At their best, therapeutic plots provide experiments in considering who one might be, even with a disability. But rarely do they offer decisive answers to the questions, “Who am I now?” or “Who will I become?” Their messages are fraught with ambiguity, images in the subjunctive mode (Good and Good 1994; Bruner 1986, 1990; Iser 1974, 1978). Illness trajectories are notoriously uncertain (Becker and Kaufman 1995; Casper and Koenig 1996). Diagnoses may offer some parameters which constrain what therapists, patients and kin may reasonably hope for, but treatment is often an on-going guessing game in which prognoses are revised as the illness is lived out (Good 1995). Bodily uncertainty is compounded by the phenomenological uncertainty which characterizes rehabilitation, often forcing even the reluctantly reflective to ponder the meaning of their lives. Illness can mark an intensely contemplative time, an irrevocable and unmistakable turning point. When illness or injury will be followed by disability, the turning point cannot be avoided.

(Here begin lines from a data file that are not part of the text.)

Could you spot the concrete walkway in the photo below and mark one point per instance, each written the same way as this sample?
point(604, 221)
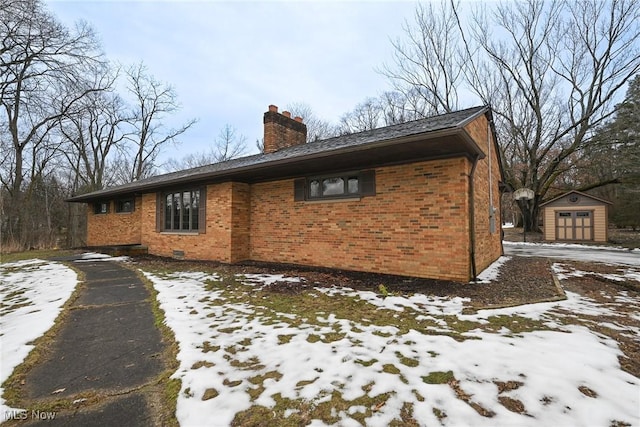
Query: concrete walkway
point(107, 346)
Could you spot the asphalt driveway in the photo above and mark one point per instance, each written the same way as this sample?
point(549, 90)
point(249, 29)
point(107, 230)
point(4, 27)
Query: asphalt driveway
point(575, 252)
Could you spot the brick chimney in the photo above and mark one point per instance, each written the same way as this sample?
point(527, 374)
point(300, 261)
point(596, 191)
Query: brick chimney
point(281, 131)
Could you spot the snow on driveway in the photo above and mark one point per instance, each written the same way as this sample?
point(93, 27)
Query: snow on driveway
point(575, 252)
point(235, 353)
point(33, 293)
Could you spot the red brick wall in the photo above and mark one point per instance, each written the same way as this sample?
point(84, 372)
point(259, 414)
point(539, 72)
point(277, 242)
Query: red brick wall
point(113, 228)
point(415, 225)
point(488, 245)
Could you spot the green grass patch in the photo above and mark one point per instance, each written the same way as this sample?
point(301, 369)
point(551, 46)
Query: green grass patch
point(210, 393)
point(438, 377)
point(366, 362)
point(284, 339)
point(407, 361)
point(390, 369)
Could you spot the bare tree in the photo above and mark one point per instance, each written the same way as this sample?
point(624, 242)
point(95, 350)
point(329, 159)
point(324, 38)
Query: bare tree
point(365, 116)
point(153, 101)
point(227, 145)
point(42, 68)
point(559, 70)
point(550, 70)
point(427, 63)
point(91, 135)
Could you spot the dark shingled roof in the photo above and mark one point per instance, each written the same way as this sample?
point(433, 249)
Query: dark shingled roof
point(352, 150)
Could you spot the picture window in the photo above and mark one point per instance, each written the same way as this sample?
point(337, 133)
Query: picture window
point(125, 205)
point(101, 208)
point(337, 186)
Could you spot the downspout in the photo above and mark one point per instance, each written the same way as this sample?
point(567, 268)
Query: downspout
point(472, 228)
point(492, 209)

This chapter takes up in a more explicit and careful way what has been reiterated all along, that therapeutic plots and life plots are irrevocably intertwined. In doing so, it addresses a number of central anthropological assumptions about what makes a self and what narrative has to do with it.
Narrative and the coherent self
Anthropological thought has taken some rather complicated turns in considering the self as narratively configured.